Zac Goldsmith, June 2013 by Policy Exchange

There’s something decidedly American about the timbre of the latest election for London mayor.

The office is not yet two decades old, a novel experiment in Britain’s capital rebuffed in many other cities since the start of the century.

London, for obvious reasons, looms larger in British politics than its counterparts. Unlike many countries, Britain lacks a convincing second city, and so London continues to gorge itself on investment and immigration.

The second factor it what has given the mayoral campaigns from Conservative Zac Goldsmith and Labourite Sadiq Khan an overt focus on identity only recently seen in British politics.

Goldsmith, an heir of the eponymous banking dynasty, is about as establishment a figure as one is likely to find, educated at Eton and married to that other banking family the Rothschilds.

Khan, the son of Muslim Pakistani parents – his dad a bus driver and mum a seamstress – from Tooting in South London, is at the other end of the scale.

Yet what was initially shaping up as a battle of the classes in a town steeped in inequality has instead fixated on a dispute around religion, and by proxy race.

In the blue corner Goldsmith has attempted to draw attention to Khan’s links to Muslim extremists, mostly borne out of his work as a human rights lawyer and the chair of Liberty, a civil rights group.

Chief among these links is the connection with Suliman Gani, an Islamic preacher who has been accused in the Sunday Times of having backwards views on homosexuality and women, and having campaigned for establishing an Islamic state during the Paris attacks last November.

In a mayoral debate earlier this week the BBC’s Andrew Neil put it to Khan that he had shared a platform nine times with Gani, an allegation he did not deny even as he rejected the association.

After these allegations were repeated by prime minister David Cameron in Parliament, the red corner shouted the comments down as “racist”, echoing a Times opinion piece from Labour MP Yvette Cooper earlier this month.

What is more, Goldsmith has been sending out mailshots to Sikhs and Hindus (or at least those with South Asian surnames), hoping to imply that as a Muslim Khan would not represent their interests (see Private Eye Nos. 1415/16).

This kind of debate about race politics has brewed over the last decade as successive waves of migration, much of it ironically white and from the EU, has brought the matter to the fore.
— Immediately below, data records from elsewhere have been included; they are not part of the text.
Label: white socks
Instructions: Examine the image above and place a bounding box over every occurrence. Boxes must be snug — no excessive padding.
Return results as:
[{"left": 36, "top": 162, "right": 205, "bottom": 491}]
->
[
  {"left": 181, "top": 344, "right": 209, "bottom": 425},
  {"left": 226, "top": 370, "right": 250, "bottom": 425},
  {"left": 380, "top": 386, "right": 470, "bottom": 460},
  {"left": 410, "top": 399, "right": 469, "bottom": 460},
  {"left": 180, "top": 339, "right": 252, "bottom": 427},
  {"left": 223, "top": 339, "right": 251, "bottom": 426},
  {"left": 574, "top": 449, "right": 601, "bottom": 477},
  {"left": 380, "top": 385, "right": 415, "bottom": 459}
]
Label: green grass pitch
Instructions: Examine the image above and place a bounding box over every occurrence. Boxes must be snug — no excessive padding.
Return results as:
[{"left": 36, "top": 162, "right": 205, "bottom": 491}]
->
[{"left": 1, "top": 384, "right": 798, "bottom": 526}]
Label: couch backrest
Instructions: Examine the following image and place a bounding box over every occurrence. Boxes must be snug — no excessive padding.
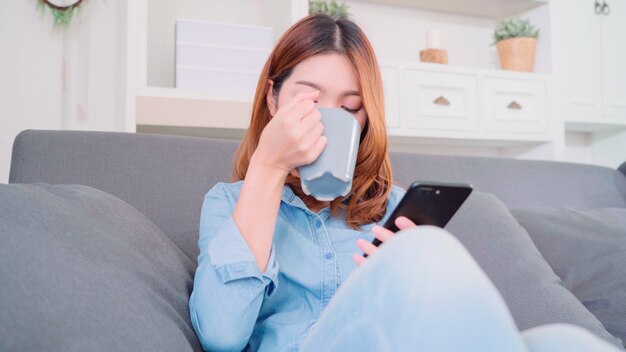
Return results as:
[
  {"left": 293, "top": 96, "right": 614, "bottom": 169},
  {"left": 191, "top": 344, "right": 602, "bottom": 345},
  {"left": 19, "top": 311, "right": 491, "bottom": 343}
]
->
[
  {"left": 390, "top": 151, "right": 626, "bottom": 210},
  {"left": 10, "top": 130, "right": 626, "bottom": 261}
]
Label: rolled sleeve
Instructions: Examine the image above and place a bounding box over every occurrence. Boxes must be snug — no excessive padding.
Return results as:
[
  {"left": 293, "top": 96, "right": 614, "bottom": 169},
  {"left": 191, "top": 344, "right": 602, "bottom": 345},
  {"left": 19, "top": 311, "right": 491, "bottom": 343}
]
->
[
  {"left": 190, "top": 182, "right": 282, "bottom": 351},
  {"left": 208, "top": 216, "right": 280, "bottom": 297}
]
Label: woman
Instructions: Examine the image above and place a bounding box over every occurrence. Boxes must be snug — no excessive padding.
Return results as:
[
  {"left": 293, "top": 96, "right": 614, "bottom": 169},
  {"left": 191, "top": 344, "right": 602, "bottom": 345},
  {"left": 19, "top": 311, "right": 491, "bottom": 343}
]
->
[{"left": 189, "top": 14, "right": 619, "bottom": 352}]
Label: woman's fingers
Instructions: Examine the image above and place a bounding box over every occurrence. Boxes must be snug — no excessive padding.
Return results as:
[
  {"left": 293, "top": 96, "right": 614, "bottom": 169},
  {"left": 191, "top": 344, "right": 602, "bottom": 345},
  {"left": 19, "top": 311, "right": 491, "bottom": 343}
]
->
[
  {"left": 304, "top": 135, "right": 327, "bottom": 164},
  {"left": 284, "top": 91, "right": 319, "bottom": 120},
  {"left": 353, "top": 220, "right": 419, "bottom": 267},
  {"left": 300, "top": 117, "right": 324, "bottom": 151},
  {"left": 352, "top": 253, "right": 366, "bottom": 266},
  {"left": 300, "top": 108, "right": 322, "bottom": 134},
  {"left": 356, "top": 238, "right": 378, "bottom": 258},
  {"left": 395, "top": 216, "right": 417, "bottom": 230},
  {"left": 353, "top": 225, "right": 398, "bottom": 266},
  {"left": 372, "top": 225, "right": 395, "bottom": 243}
]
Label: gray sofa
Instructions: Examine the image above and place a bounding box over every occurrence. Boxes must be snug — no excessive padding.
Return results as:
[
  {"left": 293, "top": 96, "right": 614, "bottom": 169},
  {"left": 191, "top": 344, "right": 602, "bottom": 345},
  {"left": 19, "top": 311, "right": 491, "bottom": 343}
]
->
[{"left": 2, "top": 129, "right": 626, "bottom": 351}]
Politicians of the right, many of whom are Kippers, have used fears of cultural decline among the white British working class to boost their popularity, so successfully in Ukip’s case that they nabbed some 3.9m votes at the last general election.

At the same time, leftwing politicians, journalists and campaigners have become ever quicker to label criticism of Islam, or any kind of anti-migration sentiment as bigoted.

Back in January Independent contributor Maya Goodfellow claimed that because of rising Islamophobia “even running the risk of stoking anti-Muslim sentiment is a morally repugnant, dangerous political trick” – in effect advocating a blanket ban on any criticism of Islam at all.

That the Tories are more to blame for this should not be in doubt. The case for Khan being anything other than a social democrat is thin, as his former career and voting record on issues such as gay marriage ably demonstrate.

At the same time the repeated attempts by politicians of both left and right to quell any protestation, or indeed, any debate at all on subjects like immigration and Islam’s relationship with extremism, have helped seal the lid on the pressure cooker.

For London tactics like Goldsmith’s should not be endorsed with a vote, as the Conservative journalist Peter Oborne convincingly argued in a column this week.

At the same time all politicians should do more to address legitimate concerns that the Tory campaign has exploited, and ensure this nonsense does not further stain politics.